Recognizing the central role that MSDSs play in the current HazCom standard, what specific solutions are recommended to make the current standard more accountable? The solution lies in chemical categorization and a series of associated guides that translate the MSDS information on the risks and usage of chemicals into language that all workers can understand.
This is a wholesale change; it challenges those who argue the solution is simply keeping MSDSs more current and accessible. Expecting MSDS currency and access to maximize workplace safety is like expecting an infant to be able to swim simply because a lifeguard is on duty. It misses the point entirely. Effective categorization promotes a level of accuracy, comprehensiveness, and simplicity in chemical management and training that the MSDS alone simply cannot.
In addition to standardizing the MSDS format by assigning chemicals to specific categories based on risk level, physical and health hazards, target organs, and routes of entry, other recommendations for reform include:
1. Development of standardized phrases that could be translated into all of the major world languages.
2. Minimum levels of testing for acute hazards such as corrosiveness, flammability, and toxicity.
3. Harnessing the energy that has been put into building consensus for the Globally Harmonized System for classification and labeling of chemicals and transforming it into a more accountable and reliable framework.

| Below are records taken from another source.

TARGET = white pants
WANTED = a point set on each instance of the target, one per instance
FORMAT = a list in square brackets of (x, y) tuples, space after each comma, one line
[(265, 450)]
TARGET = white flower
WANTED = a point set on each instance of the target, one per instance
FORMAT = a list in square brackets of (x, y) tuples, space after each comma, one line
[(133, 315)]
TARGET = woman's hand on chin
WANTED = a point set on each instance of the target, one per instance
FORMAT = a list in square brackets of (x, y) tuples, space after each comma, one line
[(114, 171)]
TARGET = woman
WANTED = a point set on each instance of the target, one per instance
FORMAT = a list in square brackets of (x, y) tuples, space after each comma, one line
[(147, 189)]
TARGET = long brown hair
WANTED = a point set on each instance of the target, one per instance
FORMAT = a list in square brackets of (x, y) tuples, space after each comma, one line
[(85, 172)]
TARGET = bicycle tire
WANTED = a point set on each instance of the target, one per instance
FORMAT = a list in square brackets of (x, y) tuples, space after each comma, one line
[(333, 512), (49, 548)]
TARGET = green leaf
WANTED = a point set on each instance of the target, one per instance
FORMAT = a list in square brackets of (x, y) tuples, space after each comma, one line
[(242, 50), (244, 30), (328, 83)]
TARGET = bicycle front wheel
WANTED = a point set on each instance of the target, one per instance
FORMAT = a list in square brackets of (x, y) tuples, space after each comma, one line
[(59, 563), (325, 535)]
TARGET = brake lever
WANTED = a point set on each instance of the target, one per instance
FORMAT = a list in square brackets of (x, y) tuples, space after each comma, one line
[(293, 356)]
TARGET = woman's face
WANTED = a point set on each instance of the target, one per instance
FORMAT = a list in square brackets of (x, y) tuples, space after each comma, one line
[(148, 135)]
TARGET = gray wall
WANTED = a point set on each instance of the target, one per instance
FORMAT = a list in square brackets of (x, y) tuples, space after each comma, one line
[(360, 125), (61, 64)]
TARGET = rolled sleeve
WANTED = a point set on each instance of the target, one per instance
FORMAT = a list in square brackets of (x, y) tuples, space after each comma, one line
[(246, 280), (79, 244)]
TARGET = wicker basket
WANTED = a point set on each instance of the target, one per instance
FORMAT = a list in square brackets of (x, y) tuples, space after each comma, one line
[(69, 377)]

It is one thing for employees to know about chemical hazards in the workplace, but to understand and act on them when time is critical is a different issue. Only by addressing the core problems of workforce illiteracy, lack of regulatory standardization, and reliability of MSDSs can future chemical-related injuries and deaths be prevented. That is the call to action. The health and safety of the American worker will continue to be in the balance until that call is answered.
This article appeared in the September 2005 issue of Occupational Health & Safety.